Bertlett Garage is still falling down. on Washington Street near Dudley. They have no money to rebuild but they could level what's left of the buildings there and put strictly just buses there. Change some buses that could be closer to this station depart from here and rework it to fit others are Charlestown, Lynn or others.
https://www.youtube.com/watch?v=FYbFMVduPmQ
Barlett's been closed for 9 years. If the property hasn't been outright sold by now, it's the BRA that's holding it up because the T wanted that parcel off the books ASAP.
What they want to do is super-pool the fleets at more of the big garages, and rein in the outer ones for more of a service-hours storage/layover purpose instead of as permanent base. Which makes a lot of sense for labor and maintenance consolidation, and also makes the fleet assignments a lot more fluid. Right now you have maint staff permanently assigned to every outpost...including tiny ones like Fellsway and Lynn. Which means they can only assign certain types of buses out there to match the parts and mechanics onsite, and don't move 'em around very much.
The big shift the recent yard study identified was building a big facility at Wellington that would super-pool with Charlestown and Everett Shops. Existing Orange Line home base with lots of land (can trade horizontal for vertical parking if they want to cannibalize part of the lots), universal highway access, and they can shuffle staff from Everett and Charlestown--which are pretty much in direct eyesight--almost as if it were one office campus. If they did that Fellsway would close entirely, and Lynn would get demoted to day storage staffed by field inspectors.
They're also looking at a little further consolidation near Southampton/Widett Circle for more of that "office campus" labor efficiency, and building another biggie at Riverside for the Pike/128 access and to bootstrap onto the Green Line home base (although Newton and area businesses hate the idea because it starts crowding out the TOD). I think they ought to use part of the unused wasteland at Readville for the same purpose, but they've doubled down on that new eyesore of a Forest Hills facility instead.
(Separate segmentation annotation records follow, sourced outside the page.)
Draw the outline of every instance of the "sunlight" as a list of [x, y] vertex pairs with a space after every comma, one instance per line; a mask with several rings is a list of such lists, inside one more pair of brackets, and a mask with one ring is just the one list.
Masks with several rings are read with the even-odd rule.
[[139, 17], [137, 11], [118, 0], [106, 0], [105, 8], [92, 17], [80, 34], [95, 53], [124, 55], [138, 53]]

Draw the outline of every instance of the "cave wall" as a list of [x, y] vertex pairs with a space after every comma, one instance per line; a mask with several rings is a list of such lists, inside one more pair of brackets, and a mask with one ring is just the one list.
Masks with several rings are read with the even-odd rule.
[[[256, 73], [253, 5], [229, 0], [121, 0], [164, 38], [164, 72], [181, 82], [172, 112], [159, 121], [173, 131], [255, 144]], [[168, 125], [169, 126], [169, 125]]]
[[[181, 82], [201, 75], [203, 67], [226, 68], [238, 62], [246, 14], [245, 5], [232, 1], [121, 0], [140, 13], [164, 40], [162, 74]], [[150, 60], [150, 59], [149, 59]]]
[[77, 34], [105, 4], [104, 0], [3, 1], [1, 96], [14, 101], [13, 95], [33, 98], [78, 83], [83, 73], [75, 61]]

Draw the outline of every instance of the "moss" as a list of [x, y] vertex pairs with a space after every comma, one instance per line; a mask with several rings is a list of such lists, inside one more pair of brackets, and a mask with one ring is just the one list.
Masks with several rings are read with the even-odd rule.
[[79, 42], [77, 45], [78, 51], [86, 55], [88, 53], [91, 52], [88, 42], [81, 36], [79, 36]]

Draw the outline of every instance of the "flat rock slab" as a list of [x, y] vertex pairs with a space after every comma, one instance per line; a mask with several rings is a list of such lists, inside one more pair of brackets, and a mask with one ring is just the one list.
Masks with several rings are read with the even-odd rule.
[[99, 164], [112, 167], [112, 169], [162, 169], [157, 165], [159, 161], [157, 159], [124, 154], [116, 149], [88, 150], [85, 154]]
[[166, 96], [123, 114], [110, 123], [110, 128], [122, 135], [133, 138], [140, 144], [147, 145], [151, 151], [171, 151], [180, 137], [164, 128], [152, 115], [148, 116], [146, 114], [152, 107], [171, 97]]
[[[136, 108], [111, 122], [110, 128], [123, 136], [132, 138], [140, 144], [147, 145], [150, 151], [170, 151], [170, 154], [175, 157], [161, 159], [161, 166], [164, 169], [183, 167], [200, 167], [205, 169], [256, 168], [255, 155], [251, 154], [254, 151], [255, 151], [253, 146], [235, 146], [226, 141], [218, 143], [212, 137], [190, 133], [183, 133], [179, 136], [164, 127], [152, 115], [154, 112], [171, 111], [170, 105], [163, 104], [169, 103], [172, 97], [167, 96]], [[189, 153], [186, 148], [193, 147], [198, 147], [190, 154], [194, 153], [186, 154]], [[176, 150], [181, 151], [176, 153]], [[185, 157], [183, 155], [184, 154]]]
But figure they do get their efficiencies and fluidity at these super-nodes. Then they
can open more straight-up layover yards on the outskirts that are only remote-staffed, only utilized during main weekday service hours, and don't have to have any permanent infrastructure besides one fueling pad, an inspector hut, and maybe a toolshed with portable lift for emergencies. Dot a few of those remote installations at Braintree, Anderson-Woburn, Waltham, wherever. It's a lot more flexible to do that + a couple "office campus" super-nodes than to have to have every single garage weighed down by the same overhead.